En la repercusión causada por esta pandemia, resaltan a mi juicio imágenes distantes entre sí, y no sólo geográficamente. Una es ver zonas verdes en la ciudad de París repletas de gente tomando el sol y leyendo, charlando como si no fuese con ellos esto del coronavirus; otra es la ciudad de New York con sus teatros cerrados, algo que solamente ha ocurrido durante tres días a causa del 11M. Sigo preguntándome entonces, qué mano mueble los hilos. En Italia, país muy afectado por el virus, se sobrepasa ya la cifra de muertes en comparación con China, donde surge la pandemia, y en España el caos cada vez es más colectivo. Algo no acaba de funcionar del todo, pues los recursos sanitarios amenazan por colapsar. No son las grandes ciudades las más desafortunadas, pues en ellas estos recursos suelen ser mayores. En Igualada, ciudad catalana (principal foco de la comunidad autónoma), cada día la situación se hace más precaria, y la ayuda ha de ser inminente. De eso se trata. Ser racional con los recursos. Ser disciplinados a la hora de acatar nuestras responsabilidades, porque la vida es responsabilidad de cada uno de nosotros.

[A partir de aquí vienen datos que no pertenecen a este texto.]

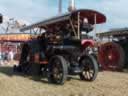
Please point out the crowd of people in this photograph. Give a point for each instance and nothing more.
(7, 56)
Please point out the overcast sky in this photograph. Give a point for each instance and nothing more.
(36, 10)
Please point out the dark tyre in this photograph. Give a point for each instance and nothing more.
(89, 68)
(57, 70)
(111, 56)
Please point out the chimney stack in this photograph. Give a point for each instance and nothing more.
(71, 6)
(60, 7)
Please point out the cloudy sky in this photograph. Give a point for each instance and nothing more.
(36, 10)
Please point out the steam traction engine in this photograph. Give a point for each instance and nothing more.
(59, 50)
(112, 55)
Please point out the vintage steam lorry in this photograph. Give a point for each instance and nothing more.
(60, 48)
(112, 54)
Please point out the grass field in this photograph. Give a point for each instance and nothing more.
(106, 84)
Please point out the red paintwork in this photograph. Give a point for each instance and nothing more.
(87, 42)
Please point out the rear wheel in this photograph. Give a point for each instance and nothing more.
(57, 70)
(89, 67)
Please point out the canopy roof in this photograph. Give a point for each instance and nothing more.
(62, 19)
(15, 37)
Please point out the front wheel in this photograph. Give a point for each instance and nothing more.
(89, 68)
(57, 70)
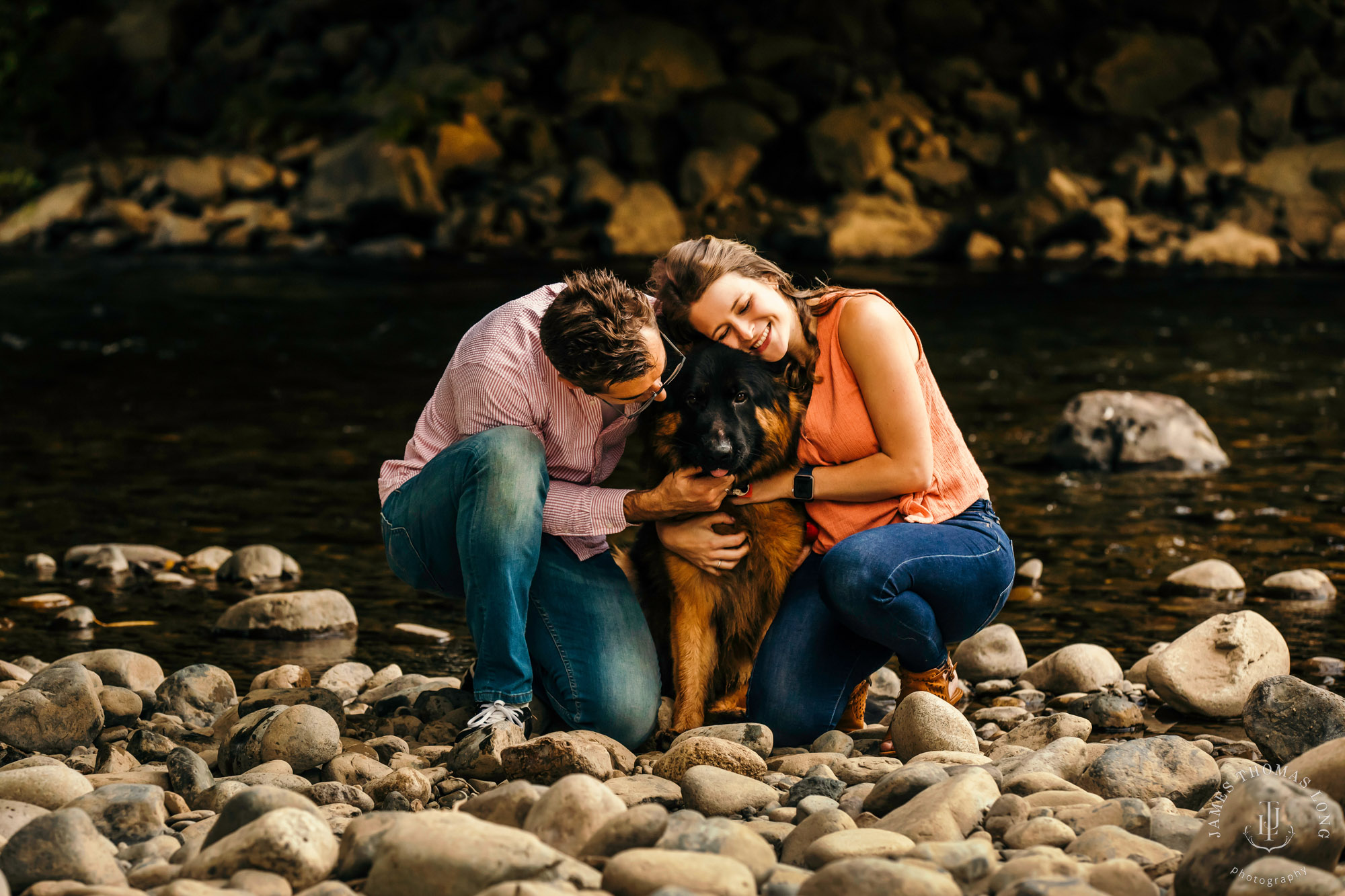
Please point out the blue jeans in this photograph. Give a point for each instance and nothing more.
(903, 589)
(470, 525)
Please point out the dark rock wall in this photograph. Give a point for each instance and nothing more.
(1148, 132)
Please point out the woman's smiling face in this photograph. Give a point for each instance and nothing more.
(748, 315)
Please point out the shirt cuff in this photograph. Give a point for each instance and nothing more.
(610, 510)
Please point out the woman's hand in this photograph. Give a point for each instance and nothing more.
(771, 489)
(804, 555)
(695, 541)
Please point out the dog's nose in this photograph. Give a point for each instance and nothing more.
(719, 447)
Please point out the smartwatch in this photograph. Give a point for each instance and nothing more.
(804, 483)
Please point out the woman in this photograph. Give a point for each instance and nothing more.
(910, 552)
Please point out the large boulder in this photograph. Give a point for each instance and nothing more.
(369, 175)
(126, 813)
(1300, 584)
(879, 227)
(1233, 245)
(867, 876)
(709, 751)
(718, 791)
(454, 854)
(923, 723)
(249, 805)
(53, 712)
(571, 811)
(291, 842)
(1151, 767)
(640, 64)
(1286, 716)
(1149, 71)
(640, 872)
(297, 615)
(691, 833)
(948, 810)
(1323, 767)
(1074, 667)
(1213, 669)
(849, 145)
(120, 669)
(198, 693)
(553, 756)
(1109, 430)
(645, 221)
(1301, 825)
(303, 736)
(63, 205)
(45, 786)
(64, 845)
(14, 815)
(1206, 579)
(992, 653)
(319, 697)
(755, 736)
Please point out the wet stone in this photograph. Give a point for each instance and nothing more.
(816, 786)
(53, 712)
(189, 772)
(1109, 713)
(126, 813)
(198, 694)
(1286, 716)
(120, 705)
(64, 845)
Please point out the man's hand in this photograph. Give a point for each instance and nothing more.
(696, 541)
(683, 491)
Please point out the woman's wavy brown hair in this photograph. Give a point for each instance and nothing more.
(688, 270)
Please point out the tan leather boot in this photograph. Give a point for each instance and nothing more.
(853, 717)
(941, 681)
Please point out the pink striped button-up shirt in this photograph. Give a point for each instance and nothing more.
(501, 377)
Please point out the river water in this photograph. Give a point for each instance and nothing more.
(196, 401)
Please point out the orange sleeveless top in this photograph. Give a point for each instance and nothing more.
(837, 430)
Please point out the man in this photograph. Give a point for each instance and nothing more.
(498, 499)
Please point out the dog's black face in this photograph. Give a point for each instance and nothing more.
(728, 413)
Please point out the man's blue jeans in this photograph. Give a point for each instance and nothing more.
(900, 589)
(470, 524)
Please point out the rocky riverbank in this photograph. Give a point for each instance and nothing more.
(964, 131)
(118, 778)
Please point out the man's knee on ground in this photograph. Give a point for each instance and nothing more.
(792, 724)
(627, 716)
(510, 450)
(849, 580)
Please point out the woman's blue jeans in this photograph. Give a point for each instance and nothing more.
(903, 589)
(470, 525)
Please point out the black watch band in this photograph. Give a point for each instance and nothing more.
(804, 483)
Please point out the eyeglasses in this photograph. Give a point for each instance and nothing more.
(668, 377)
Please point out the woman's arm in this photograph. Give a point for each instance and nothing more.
(883, 354)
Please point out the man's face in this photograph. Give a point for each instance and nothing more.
(644, 388)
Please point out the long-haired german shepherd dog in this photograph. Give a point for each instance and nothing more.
(730, 413)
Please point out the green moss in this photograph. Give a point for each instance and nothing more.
(17, 186)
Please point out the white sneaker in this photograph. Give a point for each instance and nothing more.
(500, 712)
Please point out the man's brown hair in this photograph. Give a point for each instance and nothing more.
(592, 330)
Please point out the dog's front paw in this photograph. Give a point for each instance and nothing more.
(730, 715)
(664, 737)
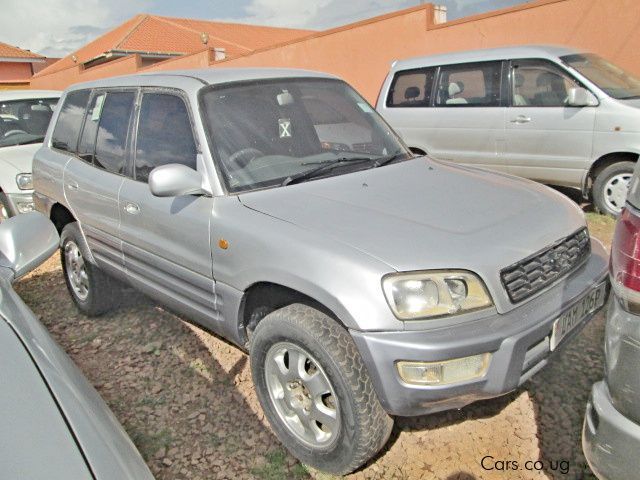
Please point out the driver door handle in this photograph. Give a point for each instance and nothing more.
(132, 209)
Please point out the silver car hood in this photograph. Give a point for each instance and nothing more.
(426, 214)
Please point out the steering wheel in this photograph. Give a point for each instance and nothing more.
(243, 157)
(14, 132)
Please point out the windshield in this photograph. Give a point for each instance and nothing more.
(613, 80)
(25, 121)
(267, 133)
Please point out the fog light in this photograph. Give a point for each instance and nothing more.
(444, 372)
(24, 207)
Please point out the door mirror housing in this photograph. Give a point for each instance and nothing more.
(174, 180)
(581, 97)
(26, 241)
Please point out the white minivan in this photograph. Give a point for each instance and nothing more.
(24, 118)
(551, 114)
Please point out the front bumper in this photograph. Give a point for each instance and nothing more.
(518, 340)
(610, 441)
(19, 203)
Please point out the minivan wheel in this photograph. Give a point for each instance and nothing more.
(315, 390)
(611, 186)
(93, 292)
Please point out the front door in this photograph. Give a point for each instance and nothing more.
(546, 140)
(165, 241)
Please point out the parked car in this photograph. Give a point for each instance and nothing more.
(551, 114)
(24, 118)
(611, 431)
(278, 210)
(55, 425)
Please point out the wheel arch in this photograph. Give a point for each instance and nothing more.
(603, 162)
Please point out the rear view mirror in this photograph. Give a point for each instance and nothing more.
(174, 180)
(26, 241)
(581, 97)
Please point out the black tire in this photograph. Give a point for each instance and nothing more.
(599, 189)
(364, 425)
(104, 293)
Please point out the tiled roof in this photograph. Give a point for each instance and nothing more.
(167, 35)
(9, 51)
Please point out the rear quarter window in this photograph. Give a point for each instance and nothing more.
(65, 134)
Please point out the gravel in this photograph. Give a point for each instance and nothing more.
(186, 399)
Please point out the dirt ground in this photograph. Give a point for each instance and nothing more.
(187, 401)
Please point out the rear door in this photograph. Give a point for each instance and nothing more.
(547, 141)
(166, 241)
(93, 177)
(466, 122)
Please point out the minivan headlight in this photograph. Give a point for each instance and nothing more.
(24, 181)
(435, 293)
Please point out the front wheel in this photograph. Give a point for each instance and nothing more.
(315, 390)
(610, 188)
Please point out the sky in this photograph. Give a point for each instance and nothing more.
(58, 27)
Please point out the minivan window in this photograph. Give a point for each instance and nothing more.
(266, 132)
(470, 84)
(113, 127)
(87, 142)
(65, 134)
(411, 88)
(164, 134)
(25, 121)
(539, 83)
(613, 80)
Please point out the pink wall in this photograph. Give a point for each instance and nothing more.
(361, 53)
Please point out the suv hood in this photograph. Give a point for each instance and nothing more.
(426, 214)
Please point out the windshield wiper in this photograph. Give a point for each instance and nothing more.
(388, 159)
(321, 168)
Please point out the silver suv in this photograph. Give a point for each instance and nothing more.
(277, 209)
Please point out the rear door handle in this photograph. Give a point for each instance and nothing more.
(132, 209)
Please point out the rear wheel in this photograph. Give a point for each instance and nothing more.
(93, 292)
(315, 390)
(611, 186)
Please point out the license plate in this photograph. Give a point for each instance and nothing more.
(572, 317)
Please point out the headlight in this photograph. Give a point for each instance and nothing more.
(24, 181)
(434, 293)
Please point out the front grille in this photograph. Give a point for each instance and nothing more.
(527, 277)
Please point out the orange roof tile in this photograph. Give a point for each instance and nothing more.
(179, 36)
(9, 51)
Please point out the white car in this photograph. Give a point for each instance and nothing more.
(24, 119)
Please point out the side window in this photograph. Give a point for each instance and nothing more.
(65, 134)
(539, 83)
(411, 88)
(87, 142)
(470, 84)
(111, 140)
(164, 134)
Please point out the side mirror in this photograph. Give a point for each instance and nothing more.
(581, 97)
(26, 241)
(174, 180)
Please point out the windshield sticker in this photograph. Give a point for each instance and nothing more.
(97, 110)
(284, 127)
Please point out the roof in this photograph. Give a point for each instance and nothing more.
(153, 34)
(9, 51)
(200, 77)
(523, 51)
(9, 95)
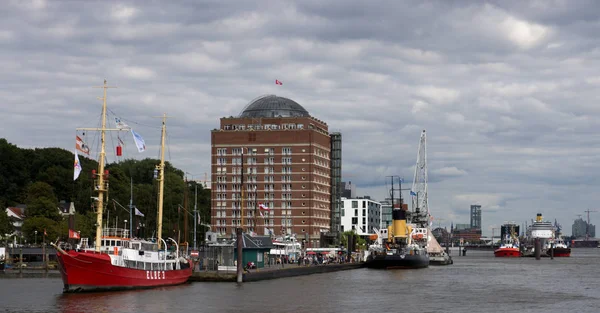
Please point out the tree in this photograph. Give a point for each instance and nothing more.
(6, 226)
(41, 202)
(40, 224)
(84, 224)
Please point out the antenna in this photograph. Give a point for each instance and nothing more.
(587, 226)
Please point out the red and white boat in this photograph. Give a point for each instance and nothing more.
(509, 248)
(116, 261)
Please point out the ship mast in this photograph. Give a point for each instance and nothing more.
(161, 180)
(101, 185)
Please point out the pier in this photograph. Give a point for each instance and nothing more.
(290, 270)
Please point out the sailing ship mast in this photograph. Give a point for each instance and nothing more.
(161, 181)
(101, 186)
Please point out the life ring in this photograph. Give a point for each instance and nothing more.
(418, 236)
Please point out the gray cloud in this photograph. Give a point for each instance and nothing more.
(507, 90)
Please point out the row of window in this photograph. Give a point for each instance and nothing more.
(263, 126)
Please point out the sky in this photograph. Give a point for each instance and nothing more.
(506, 90)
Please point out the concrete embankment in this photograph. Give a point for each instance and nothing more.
(273, 273)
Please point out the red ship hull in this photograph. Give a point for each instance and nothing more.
(507, 253)
(90, 271)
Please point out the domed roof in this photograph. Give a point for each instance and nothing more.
(273, 106)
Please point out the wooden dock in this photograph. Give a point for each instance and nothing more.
(289, 270)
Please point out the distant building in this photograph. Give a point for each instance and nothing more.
(360, 214)
(16, 215)
(348, 190)
(580, 228)
(276, 154)
(476, 216)
(462, 226)
(66, 208)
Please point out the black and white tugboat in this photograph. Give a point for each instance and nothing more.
(395, 248)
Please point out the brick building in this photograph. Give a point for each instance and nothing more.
(275, 154)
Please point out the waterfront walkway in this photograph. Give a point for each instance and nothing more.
(273, 272)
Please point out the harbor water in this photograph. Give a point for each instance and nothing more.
(478, 282)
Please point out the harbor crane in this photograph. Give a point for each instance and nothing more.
(587, 226)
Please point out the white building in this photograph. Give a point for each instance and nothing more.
(360, 214)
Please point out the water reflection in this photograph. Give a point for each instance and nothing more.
(476, 283)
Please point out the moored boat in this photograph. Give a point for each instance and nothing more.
(509, 248)
(394, 248)
(558, 248)
(115, 260)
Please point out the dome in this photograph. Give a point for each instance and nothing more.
(273, 106)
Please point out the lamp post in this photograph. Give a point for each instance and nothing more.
(195, 208)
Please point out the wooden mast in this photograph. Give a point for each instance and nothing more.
(161, 180)
(101, 186)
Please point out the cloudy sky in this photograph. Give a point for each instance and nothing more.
(507, 90)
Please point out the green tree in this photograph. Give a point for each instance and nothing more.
(84, 224)
(6, 226)
(41, 201)
(40, 224)
(13, 172)
(361, 243)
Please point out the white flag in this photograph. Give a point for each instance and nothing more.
(139, 141)
(76, 167)
(137, 212)
(120, 124)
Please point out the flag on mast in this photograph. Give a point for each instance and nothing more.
(138, 212)
(139, 141)
(76, 167)
(81, 146)
(120, 124)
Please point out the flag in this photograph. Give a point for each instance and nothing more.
(81, 146)
(263, 207)
(137, 212)
(139, 141)
(120, 124)
(76, 167)
(73, 234)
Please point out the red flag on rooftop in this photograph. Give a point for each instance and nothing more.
(73, 234)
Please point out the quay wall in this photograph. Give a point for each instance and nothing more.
(290, 270)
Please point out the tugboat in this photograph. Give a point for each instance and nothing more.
(509, 247)
(116, 261)
(558, 247)
(395, 248)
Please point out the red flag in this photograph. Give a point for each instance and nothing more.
(73, 234)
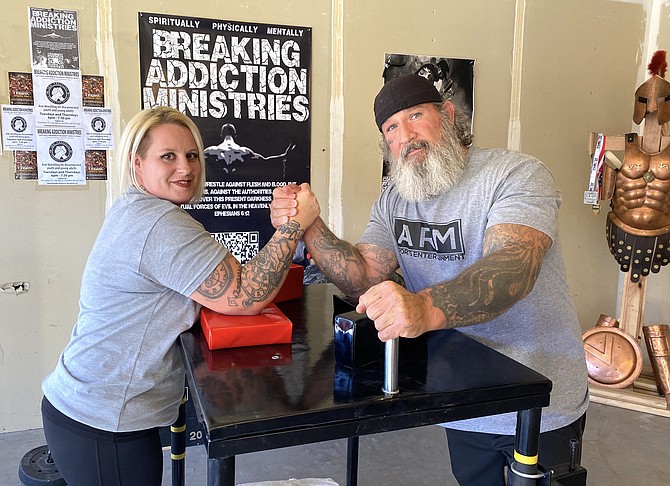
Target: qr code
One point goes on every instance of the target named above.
(243, 245)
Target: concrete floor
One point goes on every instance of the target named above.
(621, 448)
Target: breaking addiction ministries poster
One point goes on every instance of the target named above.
(247, 88)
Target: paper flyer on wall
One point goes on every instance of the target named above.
(18, 127)
(25, 162)
(60, 156)
(453, 78)
(57, 92)
(247, 88)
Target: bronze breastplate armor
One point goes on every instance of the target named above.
(638, 227)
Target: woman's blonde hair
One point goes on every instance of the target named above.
(136, 139)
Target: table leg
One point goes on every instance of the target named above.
(221, 471)
(524, 470)
(352, 461)
(178, 445)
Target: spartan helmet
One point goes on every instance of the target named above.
(652, 95)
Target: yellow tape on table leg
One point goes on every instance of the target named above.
(528, 460)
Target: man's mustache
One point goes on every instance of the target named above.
(422, 144)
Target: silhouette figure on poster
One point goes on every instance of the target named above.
(231, 154)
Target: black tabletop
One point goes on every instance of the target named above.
(263, 397)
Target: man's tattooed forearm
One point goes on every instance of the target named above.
(218, 281)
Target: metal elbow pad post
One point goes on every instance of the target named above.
(391, 367)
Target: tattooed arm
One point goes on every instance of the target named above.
(504, 275)
(233, 288)
(354, 269)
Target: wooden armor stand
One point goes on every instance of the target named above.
(642, 395)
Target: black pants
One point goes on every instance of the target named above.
(86, 456)
(479, 459)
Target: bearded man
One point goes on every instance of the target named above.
(474, 233)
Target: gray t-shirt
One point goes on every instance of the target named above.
(435, 240)
(121, 370)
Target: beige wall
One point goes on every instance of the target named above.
(578, 74)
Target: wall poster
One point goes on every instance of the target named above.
(247, 88)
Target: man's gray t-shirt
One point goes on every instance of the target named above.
(435, 240)
(121, 370)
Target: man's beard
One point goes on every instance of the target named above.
(425, 175)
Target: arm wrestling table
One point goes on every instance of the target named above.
(266, 397)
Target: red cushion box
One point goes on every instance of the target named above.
(246, 357)
(271, 326)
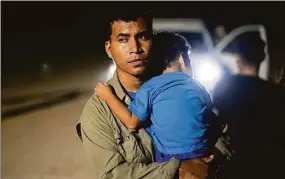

Conversaba con una amiga que se encuentra en Quito, Ecuador, donde fue a pasar un mes con amigos y se ha quedado “empantanada en las alturas”. Le decía que algo hacemos mal en Europa que ni el estar confinado hace al menos que disminuya o se estabilice el contagio, al margen de las fases propias de evolución del virus. Comparábamos nuestra situación con la “exitosa” gestión china y sus palabras fueron: Para una epidemia nada mejor que una dictadura, no hubo un chino no autorizado que se atreviese a salir de casa.
Supongo que a muchos les ocurra como a mí, que me siento al margen de la situación social que estamos viviendo, lo cual no es por falta de preocupación ni de insolidaridad. Es algo más simple y más preocupante: el por qué. Anoche mi sobrina me preguntó. Papa, ¿tú no tienes temor ni nada? Ninguno. Me mantengo ajeno –le respondí. ¡Serás cabrón!, concluyó.
Y es cierto. Y aunque acate la exigente sugerencia de confinamiento, y consuma Netflix y comparta videoconferencias con amigos que desde otros lares se preocupan de lo que está pasando aquí (y que ven cómo se les aproxima), y construya cosas, y pinte, y tome café en exceso y coloque un candado de combinación en la nevera para ver si la olvido y no comer en demasía a causa del aburrimiento y del tedio, echo en falta salir a la calle, tropezarme con la vida, habitar el espacio, y de paso intentar saber quién está moviendo los hilos que manejan al mundo.